Al fin, creía tener en la mano la revelación. En aquel hotelito de Arenas do Mar, donde se instaló siguiendo las huellas de Francisco, le habían dado aquel legajo de papeles que el muerto se había dejado en el cajón de su armario.

Manuel temblaba de emoción. Recordó a los que le habían dicho que el joven pasaba mucho tiempo escribiendo. Él no había dado importancia a aquello. Pensó que le escribiría a su madre...; no se fijó en el detalle.

Ahora, aquel enorme legajo de cuartillas escritas por un solo lado, con un tipo de Memorias, de cosa íntima, le iba, estaba seguro de ello, a revelar el enigma.

Allí encontraría sus pensamientos; sus secretos; la indicación de quiénes habían sido sus amigos; la clave para hallar al asesino.

Presa de una gran emoción, Manuel se encerró en aquella habitación, donde había vivido Francisco, y extendió ávido los papeles sobre la mesa, bajo la luz de la gran lámpara de gasolina.

Las cuartillas no estaban numeradas.
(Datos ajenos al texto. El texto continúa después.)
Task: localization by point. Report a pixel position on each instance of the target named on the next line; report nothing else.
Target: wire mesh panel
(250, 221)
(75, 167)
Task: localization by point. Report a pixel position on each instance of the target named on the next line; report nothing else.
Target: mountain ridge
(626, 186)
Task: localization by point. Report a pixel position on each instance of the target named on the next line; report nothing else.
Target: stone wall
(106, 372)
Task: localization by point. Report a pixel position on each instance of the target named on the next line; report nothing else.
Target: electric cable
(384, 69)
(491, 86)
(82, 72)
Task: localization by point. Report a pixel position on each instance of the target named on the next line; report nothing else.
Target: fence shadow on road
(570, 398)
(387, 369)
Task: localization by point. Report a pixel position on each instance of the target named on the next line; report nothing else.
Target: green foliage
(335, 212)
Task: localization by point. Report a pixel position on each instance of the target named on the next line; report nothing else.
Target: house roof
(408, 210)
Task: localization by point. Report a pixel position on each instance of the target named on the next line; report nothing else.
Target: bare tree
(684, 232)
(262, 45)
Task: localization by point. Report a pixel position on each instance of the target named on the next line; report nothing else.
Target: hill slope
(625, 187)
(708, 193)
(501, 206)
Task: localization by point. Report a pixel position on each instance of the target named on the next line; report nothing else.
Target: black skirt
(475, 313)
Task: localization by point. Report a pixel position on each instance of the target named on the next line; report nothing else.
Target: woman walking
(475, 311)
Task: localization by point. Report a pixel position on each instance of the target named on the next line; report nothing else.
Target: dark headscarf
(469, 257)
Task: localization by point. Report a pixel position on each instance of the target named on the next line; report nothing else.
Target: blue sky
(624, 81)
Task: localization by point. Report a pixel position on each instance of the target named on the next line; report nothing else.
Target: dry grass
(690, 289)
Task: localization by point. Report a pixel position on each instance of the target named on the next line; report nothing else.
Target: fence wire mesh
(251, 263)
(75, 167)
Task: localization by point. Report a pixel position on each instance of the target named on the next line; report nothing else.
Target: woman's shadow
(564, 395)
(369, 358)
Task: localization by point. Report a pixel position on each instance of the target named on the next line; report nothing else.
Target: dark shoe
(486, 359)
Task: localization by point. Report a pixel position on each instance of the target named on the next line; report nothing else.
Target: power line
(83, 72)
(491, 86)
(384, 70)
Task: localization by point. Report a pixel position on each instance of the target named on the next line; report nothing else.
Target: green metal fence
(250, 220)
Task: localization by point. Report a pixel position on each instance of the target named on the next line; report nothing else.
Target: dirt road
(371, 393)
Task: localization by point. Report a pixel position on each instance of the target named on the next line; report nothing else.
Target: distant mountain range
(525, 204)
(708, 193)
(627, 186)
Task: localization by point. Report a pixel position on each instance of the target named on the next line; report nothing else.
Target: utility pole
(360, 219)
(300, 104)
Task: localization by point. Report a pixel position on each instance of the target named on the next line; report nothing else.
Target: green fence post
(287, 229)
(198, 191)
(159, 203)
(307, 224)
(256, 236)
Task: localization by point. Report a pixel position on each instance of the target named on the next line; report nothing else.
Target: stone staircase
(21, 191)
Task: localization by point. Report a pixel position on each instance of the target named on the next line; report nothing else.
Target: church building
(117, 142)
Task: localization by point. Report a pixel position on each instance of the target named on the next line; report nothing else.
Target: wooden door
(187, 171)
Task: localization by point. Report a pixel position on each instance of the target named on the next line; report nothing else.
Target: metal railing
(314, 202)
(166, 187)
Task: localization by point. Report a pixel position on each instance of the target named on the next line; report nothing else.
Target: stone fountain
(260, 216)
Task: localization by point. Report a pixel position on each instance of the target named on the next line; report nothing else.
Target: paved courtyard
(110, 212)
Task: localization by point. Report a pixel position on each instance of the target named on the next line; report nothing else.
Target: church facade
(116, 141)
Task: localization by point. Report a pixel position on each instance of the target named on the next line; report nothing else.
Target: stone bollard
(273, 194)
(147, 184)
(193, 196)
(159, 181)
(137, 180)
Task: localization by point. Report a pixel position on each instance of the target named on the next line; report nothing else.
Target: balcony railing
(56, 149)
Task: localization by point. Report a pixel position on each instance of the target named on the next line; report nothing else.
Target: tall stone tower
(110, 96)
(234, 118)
Pero llevaban la fecha de los días en que estaban escritas, al través de un par de años.

Estaban escritas en diferentes sitios; en todos los hoteles en que había estado.

Dominando su deseo, Manuel ordenó las cuartillas antes de comenzar la lectura.

¿Qué era aquello? No podía darse cuenta, no podía juzgarlo. Era el diario más extraño que supuso jamás. Aquel diario no hablaba de nada de lo que Manuel pensaba encontrar.

Eran sólo acuarelas hechas con la pluma, con un amor, con un temor, con una adoración al mar.

Leyó las primeras páginas:

"Marina-1ª—Una puesta de sol blanca. El mar está sereno, gris; olas cortas se rizan sobre sí mismas y apenas se extienden por la arena ni bañan las rocas.

El sol es blanco y frío, deja caer sobre el mar ese arrollo de luz que vemos siempre llegar en línea recta hasta nosotros. Es un rayo de luz casi inmóvil. Está el cielo gris claro como el mar.

Pasan algunas nubes ceniza, tenues, muy bajas, que caminan de prisa, y parecen la columna de humo de un barco lejano que el viento trae hacia nosotros. En el fondo, pegados al agua, se vislumbran los tenues colores del iris; como si el círculo mínimo que limita el horizonte visible fuese un arco iris perdido y nebuloso.

Antes de llegar a él se oculta el sol bajo un jirón de nube como un parasol. Se le ve brillar detrás, encendiendo los bordes de las nubes con su luz débil y lechosa; brumas pizarra se interponen. No se verá su momento supremo de sumirse en el mar; sólo un reflejo amarillo por cima de las nubes, que se apagará como se apagó el reguero de su luz opaca en las aguas blancuzcas. En este crepúsculo frío, incoloro, crepúsculo de silencio, de luto, se exhalta el perfume del mar hasta producir la embriaguez. Es un olor penetrante que parece abrir los poros. Cada poro besa y bebe el aire impregnado del aroma fuerte y tónico que dilata el pulmón. Huele a rocas, a algas, a sol... Es olor a sandía recién partida, olor a mariscos, olor a yodo... Olor indefinible de unas rosas que no hemos visto, de unos jazmines que no conocemos. El olor de un jardín submarino y fantástico.

Es un olor comestible que se absorbe con ansiedad. No podría imitarse ese olor. No puede nacerse extracto de mar. Pueden oler violetas y claveles en el salón; puede perfumarse el cuerpo de sándalo, de heliotropo o de benjuí. El perfune lejano de la Arabia se quema en una alcoba de Occidente sin que resulte anacrónico; el incienso se convierte en profano sin gran esfuerzo y pasa del místico uso a la voluptuosidad. Este perfume se rechazaría fuera de aquí. Es alma del Mar, carne del Mar, perfume del Mar; hace vivir el paisaje como la música de las olas.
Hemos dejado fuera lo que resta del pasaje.